Plus précisément, nous sommes dans un contexte socio-constructiviste des opérations cognitives propres à l’apprentissage de l’acte lexique. Pourquoi ?. Il est le premier code appris par l’enfant qui va le construire. Il s’inscrit dans une psychogenèse mais également dans une sociogenèse. Non seulement, il nécessite des compétences cognitives (moyens), mais il ne peut s’élaborer que si un sens (finalité) et un crédit à apporter soutiennent un tel investissement ; le contexte familial, omniprésent et incontournable depuis la naissance de l’enfant, aidera peu ou prou à cette construction. Ce sera donc l’occasion de voir si le projet de sens, tel que Antoine de la GARANDERIE le développe longuement dans son œuvre, peut être consolidé par autrui à partir du moment où ce dernier reste solidaire affectivement et cognitivement. Nous sortons quelque peu du registre endogène, propre à celui qui apprend pour apporter une dynamique exogène. Là, les travaux de VYGOTSKY, de BRUNER complétés de ceux de R. FEURSTEIN étaieront, également le champ théorique de la recherche 18 .

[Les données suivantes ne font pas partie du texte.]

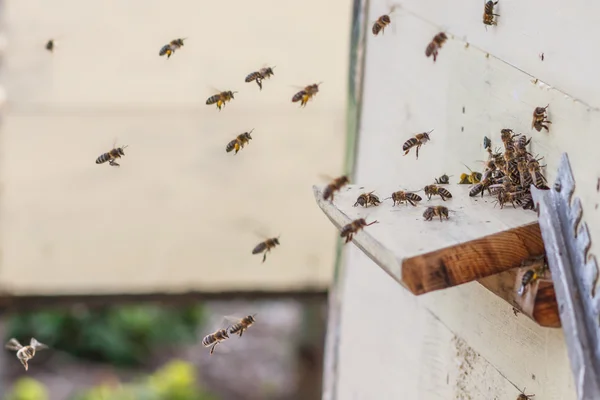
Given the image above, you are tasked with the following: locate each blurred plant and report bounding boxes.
[5,377,49,400]
[70,360,218,400]
[6,304,204,367]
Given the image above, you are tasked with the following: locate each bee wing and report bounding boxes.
[207,85,223,94]
[30,338,48,350]
[318,173,337,182]
[290,84,308,90]
[5,338,23,351]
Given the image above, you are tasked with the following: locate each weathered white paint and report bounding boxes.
[0,0,351,294]
[324,0,600,397]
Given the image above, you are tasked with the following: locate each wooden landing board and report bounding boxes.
[313,184,543,295]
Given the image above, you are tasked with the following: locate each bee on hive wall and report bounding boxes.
[202,329,230,355]
[206,90,237,111]
[252,236,280,263]
[5,338,48,371]
[292,83,322,107]
[96,141,128,167]
[245,66,275,90]
[531,104,551,132]
[402,130,433,159]
[424,184,452,201]
[483,1,500,27]
[354,191,382,207]
[226,129,254,154]
[340,219,378,244]
[425,32,448,62]
[423,206,449,222]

Il va sans dire que le développement intellectuel dépend en grande partie des activités et des stimulations que l’enfant reçoit du milieu dans lequel il vit. Dire que les différences de milieux sociaux suscitent des différences dans la construction et l'élaboration des structures intellectuelles apparaît ici comme une évidence. Ces différences apparaîtront d'elles-mêmes, mais elles ne suffiront pas à la compréhension de tel ou tel phénomène qui pourrait sembler important dans l'élaboration de l'apprentissage de l’acte lexique chez le jeune enfant. Il ne s'agit donc pas de vouloir orienter la recherche afin de confirmer ce point de vue (cela a déjà été fait) mais plutôt de tenter d'y trouver des explications plus fines en s'orientant vers une description et une compréhension de la relation médiationnelle entre le parent et l'enfant lors de l'apprentissage de l’acte lexique. La macrosociologie a déjà rendu compte d’un certain nombre de réponses concernant des faits sociaux sur une échelle suffisamment grande, en les transformant en chiffres. Elle est inopérante quand il s’agit d’expliquer avec finesse tel ou tel comportement d’acteur qui ne correspond pas exactement aux présupposés sociaux habituels (LAHIRE, 1995) 19 .

Notes
16.

GATE (J.P.).- Gestion mentale et apprentissage du lire-écrire, vers une pédagogie phénoménologique.- LYON II, Université Lumière, 1993, Thèse de doctorat en sciences de l’éducation, page 19.

17.

DOISE (W.), et MUGNY (G.).- Le développement de l’intelligence.- Sarcelles, Inter-Editions, 1981, page 26.

18.

Les champs théoriques seront développés tour à tour, ultérieurement.

19.

LAHIRE (B.).- Tableaux de familles.- hautes études Le Seuil, 1995.